• ダークチョコを毎日食べると認知機能が向上

    ダークチョコレートを毎日食べると、神経成長因子(NGF)という蛋白質が増加し認知機能も向上するという研究結果が報告された。しかもチョコレートの摂取を中止した後もしばらく認知機能が高い状態が維持されるという。ただしホワイトチョコレートにはこの効果はないとのことだ。島根大学医学部環境生理学の住吉愛里氏らの研究によるもので、「Nutrients」11月16日オンライン版に掲載された。

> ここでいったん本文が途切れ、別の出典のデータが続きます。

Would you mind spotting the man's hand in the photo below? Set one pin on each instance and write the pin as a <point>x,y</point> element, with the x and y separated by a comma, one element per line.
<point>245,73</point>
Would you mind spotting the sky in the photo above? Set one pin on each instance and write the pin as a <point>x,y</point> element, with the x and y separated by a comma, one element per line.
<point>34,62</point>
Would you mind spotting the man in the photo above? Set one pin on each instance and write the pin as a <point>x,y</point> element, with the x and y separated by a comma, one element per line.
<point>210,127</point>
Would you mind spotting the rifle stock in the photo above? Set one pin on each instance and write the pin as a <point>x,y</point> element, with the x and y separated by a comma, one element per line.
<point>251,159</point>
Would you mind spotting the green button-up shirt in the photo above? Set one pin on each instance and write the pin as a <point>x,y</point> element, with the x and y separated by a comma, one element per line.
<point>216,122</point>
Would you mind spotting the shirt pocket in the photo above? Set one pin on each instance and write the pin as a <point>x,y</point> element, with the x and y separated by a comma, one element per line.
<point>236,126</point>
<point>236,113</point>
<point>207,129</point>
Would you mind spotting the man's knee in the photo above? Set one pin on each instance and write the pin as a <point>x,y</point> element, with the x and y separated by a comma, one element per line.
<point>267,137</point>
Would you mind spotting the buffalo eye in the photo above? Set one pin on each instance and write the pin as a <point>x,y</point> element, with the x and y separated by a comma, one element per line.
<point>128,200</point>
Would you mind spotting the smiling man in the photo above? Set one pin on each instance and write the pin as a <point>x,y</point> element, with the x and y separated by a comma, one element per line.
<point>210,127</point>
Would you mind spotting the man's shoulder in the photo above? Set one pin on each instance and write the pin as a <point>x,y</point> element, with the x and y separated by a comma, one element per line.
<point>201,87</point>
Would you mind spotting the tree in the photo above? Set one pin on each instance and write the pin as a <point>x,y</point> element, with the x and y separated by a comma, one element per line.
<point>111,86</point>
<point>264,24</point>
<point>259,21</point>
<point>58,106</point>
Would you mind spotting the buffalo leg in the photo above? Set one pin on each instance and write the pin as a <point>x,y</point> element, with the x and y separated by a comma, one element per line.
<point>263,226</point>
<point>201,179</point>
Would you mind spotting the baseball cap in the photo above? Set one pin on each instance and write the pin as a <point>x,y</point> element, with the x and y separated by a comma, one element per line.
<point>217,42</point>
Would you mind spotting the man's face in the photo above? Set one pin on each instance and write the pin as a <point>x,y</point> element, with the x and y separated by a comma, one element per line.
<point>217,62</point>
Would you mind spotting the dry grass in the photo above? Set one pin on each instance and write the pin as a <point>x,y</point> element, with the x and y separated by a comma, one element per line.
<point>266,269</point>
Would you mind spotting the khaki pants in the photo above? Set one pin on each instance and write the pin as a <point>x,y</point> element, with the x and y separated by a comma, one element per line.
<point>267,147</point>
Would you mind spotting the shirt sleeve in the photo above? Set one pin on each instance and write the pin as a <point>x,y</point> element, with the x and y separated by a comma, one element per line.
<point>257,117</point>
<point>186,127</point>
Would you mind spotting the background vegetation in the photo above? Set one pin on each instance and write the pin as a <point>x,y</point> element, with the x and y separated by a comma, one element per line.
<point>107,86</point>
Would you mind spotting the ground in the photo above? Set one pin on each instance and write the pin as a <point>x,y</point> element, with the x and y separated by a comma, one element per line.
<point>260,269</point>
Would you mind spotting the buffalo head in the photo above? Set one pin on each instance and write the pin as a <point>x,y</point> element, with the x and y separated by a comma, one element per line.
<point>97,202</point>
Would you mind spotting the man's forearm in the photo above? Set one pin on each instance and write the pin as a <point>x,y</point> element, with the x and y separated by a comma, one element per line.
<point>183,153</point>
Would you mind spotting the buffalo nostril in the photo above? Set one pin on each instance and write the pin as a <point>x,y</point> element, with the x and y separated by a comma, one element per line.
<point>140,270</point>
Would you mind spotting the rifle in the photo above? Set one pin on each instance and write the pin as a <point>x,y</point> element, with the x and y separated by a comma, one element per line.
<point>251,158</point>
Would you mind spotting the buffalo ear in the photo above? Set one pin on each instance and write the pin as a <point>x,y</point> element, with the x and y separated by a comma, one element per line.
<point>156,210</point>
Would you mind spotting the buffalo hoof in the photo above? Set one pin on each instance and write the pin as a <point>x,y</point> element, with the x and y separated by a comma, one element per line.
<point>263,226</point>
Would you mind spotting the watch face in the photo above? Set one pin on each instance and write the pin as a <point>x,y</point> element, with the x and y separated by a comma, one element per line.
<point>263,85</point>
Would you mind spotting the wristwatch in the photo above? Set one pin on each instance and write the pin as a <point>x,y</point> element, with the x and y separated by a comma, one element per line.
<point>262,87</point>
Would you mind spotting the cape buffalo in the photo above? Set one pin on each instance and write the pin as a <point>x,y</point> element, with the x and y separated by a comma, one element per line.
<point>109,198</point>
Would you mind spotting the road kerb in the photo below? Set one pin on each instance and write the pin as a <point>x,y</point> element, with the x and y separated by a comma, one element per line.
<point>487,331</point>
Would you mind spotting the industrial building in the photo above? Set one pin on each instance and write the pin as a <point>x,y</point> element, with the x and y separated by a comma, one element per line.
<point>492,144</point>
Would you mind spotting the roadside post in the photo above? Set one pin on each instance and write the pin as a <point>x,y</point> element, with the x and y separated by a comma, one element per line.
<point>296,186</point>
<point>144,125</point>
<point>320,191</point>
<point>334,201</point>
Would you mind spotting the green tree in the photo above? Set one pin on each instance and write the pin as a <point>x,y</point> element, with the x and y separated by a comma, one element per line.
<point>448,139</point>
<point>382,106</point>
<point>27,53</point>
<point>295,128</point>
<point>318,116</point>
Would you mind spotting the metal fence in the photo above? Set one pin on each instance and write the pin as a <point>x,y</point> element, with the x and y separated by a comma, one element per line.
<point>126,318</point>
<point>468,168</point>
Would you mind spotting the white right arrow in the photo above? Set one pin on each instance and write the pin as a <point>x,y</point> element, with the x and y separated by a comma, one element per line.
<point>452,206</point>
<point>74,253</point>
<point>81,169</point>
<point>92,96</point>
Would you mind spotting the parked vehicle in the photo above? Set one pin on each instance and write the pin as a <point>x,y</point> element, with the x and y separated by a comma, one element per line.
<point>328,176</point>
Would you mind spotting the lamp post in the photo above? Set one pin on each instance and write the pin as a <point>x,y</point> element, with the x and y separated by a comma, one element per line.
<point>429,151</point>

     この研究は島根大学の健康な学生20人(20~31歳、男性14人)を対象に行われた(介入中に2人が脱落)。全体を無作為に2群に分け、1群にはカカオパウダーを含むダークチョコレート(24.0g/日)、別の1群にはカカオを含んでいないホワイトチョコレート(24.5g/日)を支給し、30日間毎日食べてもらった。この間、カフェイン入り飲料は1日3杯までとし、支給したもの以外のチョコレートの摂取を禁止した。認知機能および血中NGF濃度は、連日摂取の介入前、介入終了時、そしてカカオ成分であるテオブロミンの血中濃度が通常レベルに戻ると考えられる介入終了から3週間経過した時点の計3回、計測した。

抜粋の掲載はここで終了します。